Team members performing late night emergency surgery

It has been a busy few days at The Ralph. This seemed like the ideal opportunity to share a ‘twenty-four hours in the life of’ blog post. We will do more of these in the future. For the inaugural one, we decided to check in with Shailen, Founder, CEO and Clinical Director. So Shailen, it is the morning of Saturday 23rd March 2019. Tell us what the last twenty-four hours looked like for you….


“As the Founder, CEO, Clinical Director and an experienced Emergency and Critical Care Diplomate, I wear many hats at The Ralph. The last twenty-four hours are a good example of this. Actually, scrap that.
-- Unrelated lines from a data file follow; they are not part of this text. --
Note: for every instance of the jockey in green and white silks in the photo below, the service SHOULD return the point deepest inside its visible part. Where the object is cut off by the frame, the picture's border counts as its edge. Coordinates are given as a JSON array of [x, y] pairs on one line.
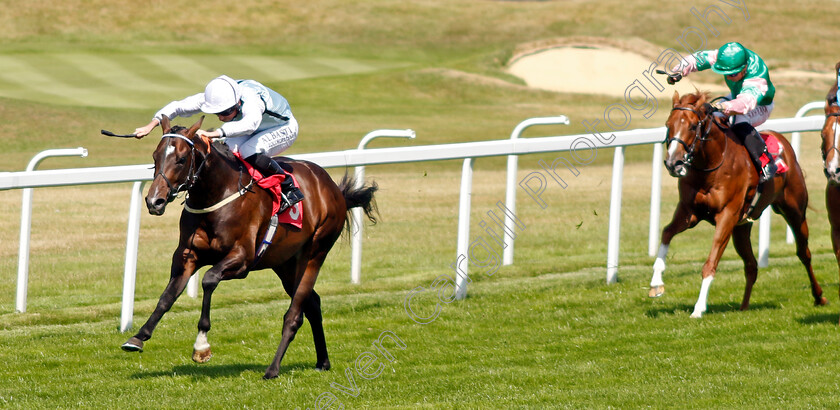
[[257, 122], [750, 99]]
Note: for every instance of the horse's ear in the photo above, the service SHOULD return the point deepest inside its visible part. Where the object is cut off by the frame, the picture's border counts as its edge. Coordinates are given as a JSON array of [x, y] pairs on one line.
[[165, 125], [195, 127]]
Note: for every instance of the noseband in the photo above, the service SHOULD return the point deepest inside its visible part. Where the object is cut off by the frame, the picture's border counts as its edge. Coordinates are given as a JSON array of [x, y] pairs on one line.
[[701, 132], [191, 177], [834, 146]]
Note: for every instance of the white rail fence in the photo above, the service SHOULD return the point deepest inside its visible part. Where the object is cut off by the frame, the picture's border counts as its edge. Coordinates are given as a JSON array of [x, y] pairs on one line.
[[361, 157]]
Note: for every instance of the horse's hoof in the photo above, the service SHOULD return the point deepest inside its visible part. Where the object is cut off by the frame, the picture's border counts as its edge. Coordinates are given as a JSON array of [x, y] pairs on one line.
[[133, 345], [202, 356], [656, 291]]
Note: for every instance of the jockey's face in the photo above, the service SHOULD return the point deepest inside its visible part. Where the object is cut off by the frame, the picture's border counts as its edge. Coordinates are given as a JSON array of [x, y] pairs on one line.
[[228, 114], [737, 76]]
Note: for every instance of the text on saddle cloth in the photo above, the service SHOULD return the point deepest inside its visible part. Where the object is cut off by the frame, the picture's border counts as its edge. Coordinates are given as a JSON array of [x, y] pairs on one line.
[[775, 148], [293, 215]]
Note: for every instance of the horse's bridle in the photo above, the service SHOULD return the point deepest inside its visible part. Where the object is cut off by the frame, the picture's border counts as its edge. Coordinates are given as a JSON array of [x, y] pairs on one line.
[[834, 146], [702, 131], [192, 176]]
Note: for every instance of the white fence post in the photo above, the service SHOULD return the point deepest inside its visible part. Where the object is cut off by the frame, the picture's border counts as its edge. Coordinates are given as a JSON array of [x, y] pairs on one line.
[[132, 242], [356, 232], [463, 230], [26, 223], [615, 216], [513, 165]]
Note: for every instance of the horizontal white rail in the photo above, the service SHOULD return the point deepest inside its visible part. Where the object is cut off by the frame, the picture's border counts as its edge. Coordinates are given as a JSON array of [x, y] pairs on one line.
[[352, 158]]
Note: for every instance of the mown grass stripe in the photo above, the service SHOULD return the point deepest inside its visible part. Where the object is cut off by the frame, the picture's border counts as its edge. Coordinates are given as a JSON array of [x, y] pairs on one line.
[[347, 66], [30, 77], [274, 69], [109, 72], [190, 71]]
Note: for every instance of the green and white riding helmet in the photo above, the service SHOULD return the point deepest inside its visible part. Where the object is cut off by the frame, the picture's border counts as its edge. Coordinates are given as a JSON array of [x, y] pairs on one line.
[[732, 57]]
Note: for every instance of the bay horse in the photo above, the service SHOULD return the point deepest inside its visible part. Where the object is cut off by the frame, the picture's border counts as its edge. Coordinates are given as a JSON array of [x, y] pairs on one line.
[[226, 236], [831, 163], [717, 183]]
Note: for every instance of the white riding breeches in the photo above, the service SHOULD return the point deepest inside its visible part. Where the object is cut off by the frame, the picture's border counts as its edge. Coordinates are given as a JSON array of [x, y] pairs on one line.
[[272, 141], [757, 116]]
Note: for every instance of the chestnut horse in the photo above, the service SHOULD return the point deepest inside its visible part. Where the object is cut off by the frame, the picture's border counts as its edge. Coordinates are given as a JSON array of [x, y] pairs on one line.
[[226, 234], [831, 164], [717, 184]]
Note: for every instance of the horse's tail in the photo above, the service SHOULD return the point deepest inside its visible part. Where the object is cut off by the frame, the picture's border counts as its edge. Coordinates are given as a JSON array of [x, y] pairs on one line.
[[359, 197]]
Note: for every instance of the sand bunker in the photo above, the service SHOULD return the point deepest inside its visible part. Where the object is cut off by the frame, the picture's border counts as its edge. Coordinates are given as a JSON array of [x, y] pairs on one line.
[[594, 70]]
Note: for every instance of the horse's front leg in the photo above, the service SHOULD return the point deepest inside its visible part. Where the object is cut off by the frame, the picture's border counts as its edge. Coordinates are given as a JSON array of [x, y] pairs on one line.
[[233, 267], [183, 266], [724, 224], [683, 219]]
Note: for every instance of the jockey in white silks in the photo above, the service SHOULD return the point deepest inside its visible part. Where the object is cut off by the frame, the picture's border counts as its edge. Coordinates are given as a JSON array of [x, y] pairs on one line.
[[258, 122]]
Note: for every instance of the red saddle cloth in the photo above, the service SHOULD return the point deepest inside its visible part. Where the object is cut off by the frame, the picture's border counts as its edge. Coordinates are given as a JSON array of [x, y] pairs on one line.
[[293, 215], [775, 148]]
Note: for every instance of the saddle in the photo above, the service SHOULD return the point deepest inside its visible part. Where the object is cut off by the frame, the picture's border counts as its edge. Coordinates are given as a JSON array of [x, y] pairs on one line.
[[292, 215], [774, 147]]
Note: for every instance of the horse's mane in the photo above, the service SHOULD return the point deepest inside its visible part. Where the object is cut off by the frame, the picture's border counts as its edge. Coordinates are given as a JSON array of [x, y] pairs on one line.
[[831, 97]]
I am going to go back a little further to early evening on Thursday…

The Ralph has a referral Emergency and Critical Care service. And we all know that emergencies are unpredictable. You can go from very quiet to very busy in the blink of an eye.

We received several emergency patients on Thursday evening. They all required surgery either on Thursday night – see the picture below – or on Friday. I was not the primary clinician for any of these cases. Instead, my role was to help ensure things progressed as smoothly as possible throughout the hospital. We are still a new hospital on a large scale and this is one of my key contributions. Being present, answering questions – both operational and clinical – and helping where I can. I got home after 11 p.m. on Thursday evening. Thursday night, like many nights at the moment, was a short night sleep-wise.

Team members performing late night emergency surgery

Late night emergency surgery at The Ralph!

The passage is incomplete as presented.